90年代とはどんな時代だったのか?

90年代というのは現在の地点からみればおよそ20年から30年ほど前になります。この時代に青春期を過ごした人は、40歳から50歳くらいになっているといえるでしょう。

近くて遠い時代

90年代は近くて遠い時代だといえます。現在に通じるインターネットが登場した時代でもありますし、携帯電話の普及もはじまりました。さらにテレビタレントなどは90年代の第一線にいた人が現在も活躍していますね。その分、それほど、あの時代との落差を感じにくいというのはあるでしょう。そんな90年代のある断片が記録された本として島田潤一郎の『90年代の若者たち』(岬書店)があります。

青春の記録

本書はひとり出版社の夏葉社を運営する著者の青春の記録です。大学へ入学し、商学部会計学科において公認会計士を目指して電卓を叩く日々を送る筆者ですが、ある日凧の糸が切れたようにやる気をなくしてしまいます。そこから次に目指したのが文学でした。ただ筆者は村上春樹の名前も知らないような文学の素人でした。
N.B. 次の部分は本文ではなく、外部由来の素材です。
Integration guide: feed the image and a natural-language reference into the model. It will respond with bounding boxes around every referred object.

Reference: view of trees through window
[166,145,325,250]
そんな彼が一年の冬に文芸研究会のサークルの扉をたたくところからストーリーがはじまります。とはいっても、普通の大学の文芸サークルであり、日々文学論を闘わせたり、読書にはげむといった場所ではなく、部室にプレイステーションがあり、だらだらとゲームをやるような場所でした。これこそ90年代のありふれた風景であったともいえるでしょう。

音楽の時代

90年代はもうひとつ音楽の時代であったともいえますね。著者も、CDショップでアルバイトをしながら、部屋にCDコレクションを増やしてゆきます。自分の部屋に本やCDのコレクションを並べていくことも、90年代の風景のありふれた風景です。

作家を目指す

著者は大学を卒業後就職をしません。もともと書くことが好きだったのと地方に住みたい といった思いから全国の新聞社を受験しますが撃沈します。作家を目指してボロアパートに住み、時には沖縄に住みながら書き続けますが、そこでもうまくいかず紆余曲折があって30歳を過ぎてから出版社を立ち上げます。著者を作り上げる要素がつまった作品だといえます。